The other day I came across two tweets that (to paraphrase) were discussing how harmful makeup wipes can be. I’ve said here on the blog a number of times over the years that some makeup wipes (particularly the ones that aren’t saturated in product) tend to irritate my skin so I can understand some who say they might be harmful to the skin. I was also chatting with my homey Trina from The Baby Shopaholic who just recently hosted a Tata Harper event who said that the specialist at the event suggested using cleansing oil instead of makeup wipes for many of the same reasons. So while I was washing my hair last night, I randomly thought—you know, what, let’s make this a quick blog post to discuss. I also wanted to have some other experts I know chime in BUT I also knew I wouldn’t be able to get answers from all of them by the time I wanted to post this, so expect a part two to this topic soon :)
Here are the tweets I spotted that sparked the idea for this post.
right LISTEN so lately I've stopped using makeup wipes and my skin has improved dramatically which means makeup wipes are a LIE, trust no one ?????? #MakeUpWipesAreOverParty
— becky (@bambinobecky) February 23, 2018
PREACH MAMA https://t.co/mTel5gTE00
— Caroline Hirons (@CarolineHirons) February 23, 2018
Now as I mentioned, I personally find that most makeup wipes irritate my facial skin. I still love having them though because they come in handy when I do makeup swatch pictures and I need to take makeup off my arm so I can put MORE makeup on my arm…lol. They also come in handy when I’m filming makeup demos back to back and I don’t really have the time nor leisure to do my regular makeup removal method. When it comes to removing my makeup, I do prefer to use a cleansing oil to loosen up and remove my makeup and then I follow up with a gel-based cleanser (this two-step process is also known as double cleansing—sometimes I may even follow the second cleanse with a cotton pad saturated with micellar water to make sure I get all the makeup and dirt off—I especially do this when I’m wearing my hair straight and don’t want my edges to revert). Using a cleansing oil is MUCH more gentle on my skin and I find it gets makeup off easier and more effectively.
See reviews on some cleansing oils I’ve tried in the past here.
The problem for me with makeup wipes is when they aren’t saturated enough—which I find a lot of wipes aren’t—I did love the Almay wipes but it seems as if they changed them because they aren’t as emollient as I was accustomed to. I used to also swear by Ole Henriksen Truth to Go Wipes and racked up quite the amount of VIB points buying them at Sephora, but then I started using cleansing oils and didn’t really need them. Garnier sent over a few packages of their micellar water wipes and I do like those because they don’t irritate my skin, but I am in too deep with cleansing oils to switch. So when wipes aren’t saturated enough for me, they tend to pull and drag which makes my skin irritated. In worst case scenarios, my skin feels hot to the touch and inflamed.

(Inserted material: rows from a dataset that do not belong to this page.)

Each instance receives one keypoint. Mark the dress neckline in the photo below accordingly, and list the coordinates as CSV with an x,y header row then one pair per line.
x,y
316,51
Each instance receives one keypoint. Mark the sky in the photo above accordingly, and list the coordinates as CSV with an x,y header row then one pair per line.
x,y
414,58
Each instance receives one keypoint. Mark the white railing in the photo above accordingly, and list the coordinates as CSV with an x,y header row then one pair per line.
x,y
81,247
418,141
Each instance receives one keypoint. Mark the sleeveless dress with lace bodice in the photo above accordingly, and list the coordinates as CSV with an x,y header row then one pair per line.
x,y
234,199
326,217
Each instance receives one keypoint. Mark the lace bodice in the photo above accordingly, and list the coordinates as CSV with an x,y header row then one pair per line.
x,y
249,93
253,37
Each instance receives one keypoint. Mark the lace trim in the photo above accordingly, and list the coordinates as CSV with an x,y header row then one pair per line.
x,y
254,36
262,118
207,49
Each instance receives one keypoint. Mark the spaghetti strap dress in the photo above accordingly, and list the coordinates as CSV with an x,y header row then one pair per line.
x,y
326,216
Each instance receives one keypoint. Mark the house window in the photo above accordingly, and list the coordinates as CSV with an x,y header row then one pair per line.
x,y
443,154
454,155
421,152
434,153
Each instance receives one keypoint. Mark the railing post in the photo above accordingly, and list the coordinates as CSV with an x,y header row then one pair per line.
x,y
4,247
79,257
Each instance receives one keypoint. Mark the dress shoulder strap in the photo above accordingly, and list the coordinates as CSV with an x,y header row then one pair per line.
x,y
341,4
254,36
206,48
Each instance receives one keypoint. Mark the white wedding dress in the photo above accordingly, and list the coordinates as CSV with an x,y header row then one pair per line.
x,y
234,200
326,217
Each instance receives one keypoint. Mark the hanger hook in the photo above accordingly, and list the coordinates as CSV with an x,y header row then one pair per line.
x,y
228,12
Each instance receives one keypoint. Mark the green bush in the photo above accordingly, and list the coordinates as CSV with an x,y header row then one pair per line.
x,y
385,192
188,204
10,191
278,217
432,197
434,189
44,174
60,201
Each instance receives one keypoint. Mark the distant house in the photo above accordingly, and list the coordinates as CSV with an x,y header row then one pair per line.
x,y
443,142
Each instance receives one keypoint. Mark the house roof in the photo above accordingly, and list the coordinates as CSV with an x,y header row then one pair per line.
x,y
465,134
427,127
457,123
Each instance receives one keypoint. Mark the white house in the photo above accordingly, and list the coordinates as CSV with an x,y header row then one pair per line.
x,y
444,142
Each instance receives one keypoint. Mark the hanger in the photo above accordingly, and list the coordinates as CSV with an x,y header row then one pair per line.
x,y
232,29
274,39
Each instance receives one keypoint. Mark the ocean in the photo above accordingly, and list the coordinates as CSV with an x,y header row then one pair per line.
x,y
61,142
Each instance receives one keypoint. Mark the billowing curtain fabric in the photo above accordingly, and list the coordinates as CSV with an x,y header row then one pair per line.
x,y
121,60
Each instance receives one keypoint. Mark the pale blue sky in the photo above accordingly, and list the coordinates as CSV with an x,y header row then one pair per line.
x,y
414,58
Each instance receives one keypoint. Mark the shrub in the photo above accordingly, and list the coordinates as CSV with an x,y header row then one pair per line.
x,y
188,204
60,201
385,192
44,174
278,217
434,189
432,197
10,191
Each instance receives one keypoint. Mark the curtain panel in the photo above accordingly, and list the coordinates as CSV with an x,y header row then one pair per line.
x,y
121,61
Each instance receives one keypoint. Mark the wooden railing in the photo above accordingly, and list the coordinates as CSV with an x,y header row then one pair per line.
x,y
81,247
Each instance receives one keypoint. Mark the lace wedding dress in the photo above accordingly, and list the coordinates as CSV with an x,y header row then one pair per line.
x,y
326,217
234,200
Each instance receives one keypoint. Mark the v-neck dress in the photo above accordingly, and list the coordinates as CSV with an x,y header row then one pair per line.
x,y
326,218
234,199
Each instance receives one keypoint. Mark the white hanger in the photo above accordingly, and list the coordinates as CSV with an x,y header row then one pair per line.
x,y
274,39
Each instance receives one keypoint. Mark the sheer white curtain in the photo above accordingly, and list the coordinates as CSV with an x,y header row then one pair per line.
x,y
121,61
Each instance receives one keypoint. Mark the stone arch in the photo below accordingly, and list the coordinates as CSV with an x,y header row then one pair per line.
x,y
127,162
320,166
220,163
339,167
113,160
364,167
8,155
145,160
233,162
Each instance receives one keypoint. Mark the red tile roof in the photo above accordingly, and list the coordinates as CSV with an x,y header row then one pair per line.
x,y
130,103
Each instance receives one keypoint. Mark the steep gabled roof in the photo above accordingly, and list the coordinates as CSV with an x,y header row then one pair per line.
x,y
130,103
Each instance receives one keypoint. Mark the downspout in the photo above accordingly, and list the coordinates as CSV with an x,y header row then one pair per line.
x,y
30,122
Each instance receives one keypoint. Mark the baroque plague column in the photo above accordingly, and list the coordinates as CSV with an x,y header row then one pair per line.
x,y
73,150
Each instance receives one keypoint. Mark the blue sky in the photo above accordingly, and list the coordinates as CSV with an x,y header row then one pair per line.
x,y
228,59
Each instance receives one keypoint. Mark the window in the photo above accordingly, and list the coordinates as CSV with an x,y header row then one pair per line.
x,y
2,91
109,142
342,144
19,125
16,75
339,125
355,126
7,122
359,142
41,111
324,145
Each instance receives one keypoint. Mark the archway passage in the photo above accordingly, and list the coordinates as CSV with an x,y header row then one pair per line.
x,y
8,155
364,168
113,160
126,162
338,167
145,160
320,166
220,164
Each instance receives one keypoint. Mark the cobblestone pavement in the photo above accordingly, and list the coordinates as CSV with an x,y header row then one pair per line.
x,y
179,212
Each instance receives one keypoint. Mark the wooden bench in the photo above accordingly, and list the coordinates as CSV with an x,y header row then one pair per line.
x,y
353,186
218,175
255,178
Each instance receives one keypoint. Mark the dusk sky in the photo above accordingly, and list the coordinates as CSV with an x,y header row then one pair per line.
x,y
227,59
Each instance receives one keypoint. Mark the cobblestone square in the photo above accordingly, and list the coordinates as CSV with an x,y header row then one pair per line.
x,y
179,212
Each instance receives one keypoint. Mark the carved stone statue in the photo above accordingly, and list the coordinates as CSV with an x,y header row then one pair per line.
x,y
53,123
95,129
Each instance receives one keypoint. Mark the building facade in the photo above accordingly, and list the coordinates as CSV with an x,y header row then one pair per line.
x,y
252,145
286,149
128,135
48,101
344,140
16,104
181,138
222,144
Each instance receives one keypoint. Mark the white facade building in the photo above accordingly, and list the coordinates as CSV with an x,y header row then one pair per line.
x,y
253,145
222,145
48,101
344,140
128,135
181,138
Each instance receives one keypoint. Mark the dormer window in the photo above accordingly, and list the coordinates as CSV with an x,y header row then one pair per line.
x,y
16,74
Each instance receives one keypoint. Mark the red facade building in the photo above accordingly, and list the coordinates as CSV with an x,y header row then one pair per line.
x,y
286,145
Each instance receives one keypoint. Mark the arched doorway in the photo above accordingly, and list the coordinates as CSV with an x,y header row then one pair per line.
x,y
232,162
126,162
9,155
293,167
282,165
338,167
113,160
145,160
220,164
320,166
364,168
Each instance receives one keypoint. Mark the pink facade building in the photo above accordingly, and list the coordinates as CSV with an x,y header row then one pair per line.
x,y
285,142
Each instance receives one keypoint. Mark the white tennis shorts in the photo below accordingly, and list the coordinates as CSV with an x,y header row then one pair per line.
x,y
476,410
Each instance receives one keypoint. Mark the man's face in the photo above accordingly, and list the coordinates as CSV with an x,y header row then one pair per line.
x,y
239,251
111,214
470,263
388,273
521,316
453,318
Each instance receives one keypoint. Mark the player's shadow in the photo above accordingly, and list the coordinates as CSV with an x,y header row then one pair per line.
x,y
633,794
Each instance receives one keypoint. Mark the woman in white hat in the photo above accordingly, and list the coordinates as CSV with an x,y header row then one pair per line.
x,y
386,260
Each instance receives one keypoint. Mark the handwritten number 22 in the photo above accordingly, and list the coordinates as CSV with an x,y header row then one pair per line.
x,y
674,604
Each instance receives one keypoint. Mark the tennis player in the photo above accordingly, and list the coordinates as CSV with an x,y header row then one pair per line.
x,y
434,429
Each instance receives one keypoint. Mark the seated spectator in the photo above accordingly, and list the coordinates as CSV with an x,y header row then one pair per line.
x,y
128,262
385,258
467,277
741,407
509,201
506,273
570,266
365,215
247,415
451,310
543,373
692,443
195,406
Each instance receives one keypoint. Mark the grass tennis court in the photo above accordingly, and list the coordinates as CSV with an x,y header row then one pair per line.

Sometimes that inflammation can lead to tiny breakouts and I also suspect that there might also be tiny cuts in my skin after using an irritating makeup wipe and can you imagine how that could feel (and possibly look) if I were to put some sort of active ingredient on after that?!?! YIKES. My skin isn’t particularly sensitive—I can use almost anything and it won’t irritate me, but my skin doesn’t like friction. It also reacts in a similar way when my face touches someone else’s beard or mustache (and that’s pretty tragic because I looooove me a man in a beard…lol). I’m hoping to build a tolerance to the facial hair friction thing because I’m going to need to cuddle up with my future salt and pepper bearded second husband…lol.
In instances where I need to remove my makeup but it’s not quite time to do my whole cleansing routine (i.e. if I come home in the afternoon or early evening from an event and don’t want to be working around the house with makeup on), I’ll use a cotton pad saturated with micellar water to remove my makeup. I like this because I can control the saturation so my skin isn’t irritated from the friction of the cotton pad gliding across my skin. Then later when it’s actually time for my skincare routine, I’ll wash my face and continue with the next steps in my regimen.
But just because some makeup wipes irritate MY SKIN, doesn’t mean it’ll irritate yours, of course. If your favorite makeup wipes are doing right by you, who am I to try and pry them from your well-manicured hands? BUT I will say that I want to make sure you’re not using them as a substitute for washing your face. Makeup wipes cannot replace facial cleansing. For one, you’re not going to get every trace of makeup off with a wipe—that residue could possibly lead to breakouts. Not to mention, if your skin isn’t being properly cleansed, your skincare treatment products may not be able to work to their full potential.